I agree with you there. The Maquis should have left the colonies. It's the 24th century in Trek, re-settling elsewhere in the Federation should be easy.
I think that the colonists were so stubborn for two reasons.
First, they do attract adventurous, not particularly risk-averse people. It's kinda like with the settlement of the New World, but the selection effects are stronger as there are no economic incentives in the world of Trek (America was land-abundant while labour was scarce so wage to land rent ratios were higher in America than in Europe). So in the core of the Federation people we have these (I am exaggerating) phlegmatic, risk-averse hobbits who caring about a peace
ful and quite life. Naturally the adventure types on the border are more trigger-happy and less concerned about their own life.

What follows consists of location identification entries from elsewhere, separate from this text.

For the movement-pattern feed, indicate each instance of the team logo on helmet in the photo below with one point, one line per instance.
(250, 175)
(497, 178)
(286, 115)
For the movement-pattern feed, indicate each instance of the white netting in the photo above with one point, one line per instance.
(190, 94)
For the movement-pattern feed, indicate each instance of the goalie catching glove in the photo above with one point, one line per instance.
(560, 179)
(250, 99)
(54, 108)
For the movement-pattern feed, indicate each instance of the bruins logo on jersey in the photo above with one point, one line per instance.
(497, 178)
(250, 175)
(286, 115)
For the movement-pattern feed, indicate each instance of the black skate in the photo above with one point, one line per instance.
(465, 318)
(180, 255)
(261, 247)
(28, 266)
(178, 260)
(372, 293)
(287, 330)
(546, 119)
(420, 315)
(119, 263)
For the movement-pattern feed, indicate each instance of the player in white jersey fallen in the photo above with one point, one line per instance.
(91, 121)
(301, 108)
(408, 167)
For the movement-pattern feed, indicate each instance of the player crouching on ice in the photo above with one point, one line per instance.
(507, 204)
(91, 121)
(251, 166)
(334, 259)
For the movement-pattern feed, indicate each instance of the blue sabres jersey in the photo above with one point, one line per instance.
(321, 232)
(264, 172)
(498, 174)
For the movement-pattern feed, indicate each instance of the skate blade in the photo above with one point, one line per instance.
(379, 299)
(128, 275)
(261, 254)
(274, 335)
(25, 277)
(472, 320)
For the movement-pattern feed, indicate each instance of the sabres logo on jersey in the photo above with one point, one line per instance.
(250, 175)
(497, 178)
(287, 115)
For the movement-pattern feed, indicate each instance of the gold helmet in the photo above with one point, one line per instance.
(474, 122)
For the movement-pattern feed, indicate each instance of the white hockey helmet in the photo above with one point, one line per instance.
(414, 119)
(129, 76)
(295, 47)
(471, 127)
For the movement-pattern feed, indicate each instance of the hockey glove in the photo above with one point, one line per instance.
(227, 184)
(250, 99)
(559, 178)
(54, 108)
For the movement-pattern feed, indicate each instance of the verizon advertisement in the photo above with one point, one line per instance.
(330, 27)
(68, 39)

Second, we all have read our Ernest Becker. People need an "immortality project", people need to pursue something which (they can pretend) continues to exist after they are death. Gilgamesh and the wall around Uruk, a writer living on via his books, having children. For people in the "outer rim" their life's work is in the places they made habitable so they don't wanna give them up. As you said, life elsewhere should be easy but unlike animals we humans are not simple hedonists. Once some of them fight in the Maquis their new immortality project might have become giving up their comforts or ultimately their life to fight for what they perceive as a good cause (MLK's last speech neatly shows how somebody thinks and feels in such a situation).